Renee Daggett • May 3, 2017

Dave Ramsey wrote the book, EntreLeadership: 20 Years of Practical Business Wisdom from the Trenches.

In one of his chapters, he shares principles for money, debt and funding your future.

For me, this chapter was another way to communicate what we all know. I thought it would be a good idea to come up with a Dave Ramsey checklist and share it with you.


  • Basic Principles – Things don’t have to be complicated to be correct. Keeping your accounting simple is key. You could be so smart that you miss an opportunity to be wise if your systems are complex. Proverbs says, “Be diligent to know the state of your flocks and herds.” At night the sheep lay down and the shepherd counts them to make sure none have been left behind. For business, do an accounting of your assets and liabilities.
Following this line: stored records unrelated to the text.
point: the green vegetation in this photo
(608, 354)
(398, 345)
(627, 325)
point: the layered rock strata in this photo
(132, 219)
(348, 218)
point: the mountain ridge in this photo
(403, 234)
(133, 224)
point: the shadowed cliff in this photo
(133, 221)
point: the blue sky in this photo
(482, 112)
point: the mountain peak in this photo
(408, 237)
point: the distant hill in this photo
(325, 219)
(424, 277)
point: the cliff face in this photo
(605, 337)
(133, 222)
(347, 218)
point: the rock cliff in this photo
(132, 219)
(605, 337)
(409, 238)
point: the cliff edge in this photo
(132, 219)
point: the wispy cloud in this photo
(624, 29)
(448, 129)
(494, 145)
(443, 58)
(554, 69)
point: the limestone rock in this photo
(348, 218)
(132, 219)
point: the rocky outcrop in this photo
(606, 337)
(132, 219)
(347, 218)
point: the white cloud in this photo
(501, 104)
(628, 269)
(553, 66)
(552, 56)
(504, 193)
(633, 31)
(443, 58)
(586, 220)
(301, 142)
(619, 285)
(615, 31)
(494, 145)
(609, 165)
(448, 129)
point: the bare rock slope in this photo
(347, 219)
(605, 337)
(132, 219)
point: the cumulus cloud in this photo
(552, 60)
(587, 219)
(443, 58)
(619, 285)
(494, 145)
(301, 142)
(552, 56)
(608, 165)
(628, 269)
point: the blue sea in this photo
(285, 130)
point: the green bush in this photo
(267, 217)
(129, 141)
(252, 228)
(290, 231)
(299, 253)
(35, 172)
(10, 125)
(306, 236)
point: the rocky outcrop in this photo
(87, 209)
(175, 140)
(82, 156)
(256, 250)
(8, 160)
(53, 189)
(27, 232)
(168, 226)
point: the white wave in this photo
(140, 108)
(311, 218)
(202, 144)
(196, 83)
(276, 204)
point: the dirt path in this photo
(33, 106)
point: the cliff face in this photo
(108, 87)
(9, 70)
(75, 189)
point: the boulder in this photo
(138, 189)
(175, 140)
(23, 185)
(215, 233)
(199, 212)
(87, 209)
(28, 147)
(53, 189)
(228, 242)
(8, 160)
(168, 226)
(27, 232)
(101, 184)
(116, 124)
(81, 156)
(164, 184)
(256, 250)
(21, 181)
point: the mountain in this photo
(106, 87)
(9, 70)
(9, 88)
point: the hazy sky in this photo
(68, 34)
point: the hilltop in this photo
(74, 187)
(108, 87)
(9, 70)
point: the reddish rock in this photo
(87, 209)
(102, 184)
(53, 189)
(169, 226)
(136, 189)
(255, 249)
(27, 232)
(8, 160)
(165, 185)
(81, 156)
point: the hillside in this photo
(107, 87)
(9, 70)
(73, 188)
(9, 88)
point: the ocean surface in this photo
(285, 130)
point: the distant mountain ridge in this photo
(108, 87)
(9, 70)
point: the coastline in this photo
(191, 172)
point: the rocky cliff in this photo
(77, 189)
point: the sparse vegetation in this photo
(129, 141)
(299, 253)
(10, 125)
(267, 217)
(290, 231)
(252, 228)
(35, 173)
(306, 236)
This is a must!

  • Taxes Will Kill Your Business – Dave says, “I hate taxes, but I hate unpaid, unfunded taxes even more.” If you don’t keep up with paying your taxes, that alone will close down the business. Sales tax, employer tax, federal and state taxes…they add up. An owner must know how much money to set aside so there are no surprise tax bills. Do you need to set aside 15% or is it 30%?

  • Budget – The profit and loss tells you what happened last month, last quarter, last year. A budget will project your income and expenses coming up. “Don’t build a tower without first counting the cost”…build with a blueprint. Business is no different than a carpenter building a house. In my opinion, if you don’t know the numbers, you should be fired!

  • Act Your Wage – Businesses fail because of overspending. Decisions are made to buy nice new cars, decorate the office with expensive new furniture, or purchase the latest electronic gadgets because the business “needs” it. Don’t buy toys. Don’t overspend, especially on lifestyle items.

  • Debt – We all make mistakes and we all have dumb ideas. Yet debt magnifies mistakes. If you borrow money and make an error, the debt to pay back magnifies. If a business has no debt, there is better cash flow. Using credit cards is gambling in Dave’s opinion. Businessweek magazine says that 50% of businesses use a credit card. Of those companies that do, 71% carry a balance. If that is the case, there will be cash flow issues!

  • Myth: Large Purchases Require Debt – Bill is a hardworking business owner. He was renting a backhoe to dig ditches as part of his plumbing services. He became frustrated at the multiple rentals he was needing per month so he decided to finance a new backhoe, trailer and dump truck. The equipment payments were sinking his profitable business. What Bill learned is: Always pay cash for large purchases, rent until you can pay cash, outsource to avoid going into debt, or buy used. Slow and steady wins the race!

  • Save! – Put a percentage of your profits aside. Wise people save money. This money can be used for three things: emergencies, inventing into the business and capitalizing on opportunities. The goal is to have 6 months’ worth of operating capital saved in cash.

  • Be Generous – Be generous with your products, services and profits. Give to your team/employees, your clients and your community.